(5 Min Read) Let's face it, a one hour of discussion about threatening lawsuits or a courtroom credibility shredding during someone's initial EMS education is hardly motivating ... or even positive habit forming!
It's become clear that to get your new employees off to a good start – or to keep your tenured providers producing positive outcomes - documentation training falls into the hands of EMS agencies, yours included!
This can be a rather daunting task as it's quite time consuming and individual-critical. No wonder why we shy away from it, especially in markets where there's a revolving door of EMS providers!
Is this necessary? Is there a less-stressful, or less-critical way to accomplish this? Can you "teach an old dog new tricks" ... or even a "new guy" how to document like a seasoned pro?
Yes – on all accounts – and here are five insights to help start you on the right track.
Why do I need to do this? What is this going to accomplish? Who really cares? Where does this report even go? How does this impact me?
Many of us within the EMS community want to accomplish this one, simple, task - we want to do the right thing. Whether that's administering the right medication, calculating the right dose, or determining the right transport location - we want to do what's right. Even one step beyond that - we want to understand why it's right.
Documentation is no different. If its sole purpose is to avoid us from seeing the inside of a courtroom, then one's quality really won't matter until it's called into question (which likely will never happen in most of our careers). As many of us know, however, documentation serves a purpose well beyond what Jack McCoy, Daniel Kaffee, or even Bull have to say about it.
So, why is this such a secret? Why don't we tell our providers about its importance ... where their report goes ... who sees it?
I would bet that if they truly knew what it was used for, who sees it, and how it pays for the agency to operate – its actual purpose beyond a courtroom – then they would certainly care a lot more about what they include into it!
In addition to the purpose behind documentation is the importance of its thoroughness.
Yes, there's a drop-down selection for "struck by a flying object while swimming in a pool, inside a motorized vehicle, while traveling on a train track," but not one for plain old "abdominal pain" (okay, that might be an exaggeration ... but you get the point!). Important for everyone to understand, moreover, is the "why" behind all of these anomalous drop-down selections.
Even more importantly is that understanding that selecting the best option is important, in addition to explaining the details (in free text form) behind whatever the drop-down selection doesn't clearly outline. After all, the drop-downs help to "objectivize" (put your selection into a data set) an otherwise subjective description. Free text, however, allows you to actually write what you heard, saw, felt, or even smelled.
Rolling right into this insight, if the drop-down doesn't depict what you're trying to document in an accurate fashion, then selecting "other" may be your last resort.
In fact, selecting "other" should be exactly that, your last resort! Keep in mind, the answer that you want isn't always phrased the way that you believe that it should be, so you may have to search around a little bit before you make your final selection.

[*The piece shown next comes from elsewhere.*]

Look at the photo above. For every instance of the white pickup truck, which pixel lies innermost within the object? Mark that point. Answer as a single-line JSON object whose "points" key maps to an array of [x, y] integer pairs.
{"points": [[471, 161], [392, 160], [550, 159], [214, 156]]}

Regardless of which type of narrative or documentation format that you use, it's vitally imperative that your report be accurate, thorough, and that it tells the "story" of what happened. Pre-arrival complaints or patient actions, present findings, differential diagnosis and treatment plans, effects of your interventions, transport decision making - these are all essential components of a well-rounded (and thorough) patient care report.
"Standard protocol" is hardly a description or justification for your entire narrative. But, telling the "story," as it happened (chronologically preferred), certainly is!
Developed over time, it's important to craft your writing (narration) into a consistent format that is easy to follow, reproduce, and uphold in terms of producing a quality product. You shouldn't have to re-invent the wheel with every narrative that you write; nor should you rely solely on an isolated & static template or phrases, either.
Rather, you should strive toward developing a writing flow that you can follow (and consistently type) - one that tells the "story" in a format that others can visualize" as if they were standing right next to you for the entire journey with your patient. You were dispatched to "this" ... arrived and found "that" ... the patient presented like "this" ... so you provided treatment based off of "that."
Over time, as a provider and professional, you’ll develop a level of consistency that you come to value because you’ve become well-versed in telling the “story,” selecting the right drop-down options, understanding why documentation is important, and realizing who it really impacts (regardless of how many years, or calls you have experienced). What kind of EMS administrator wouldn’t want that?!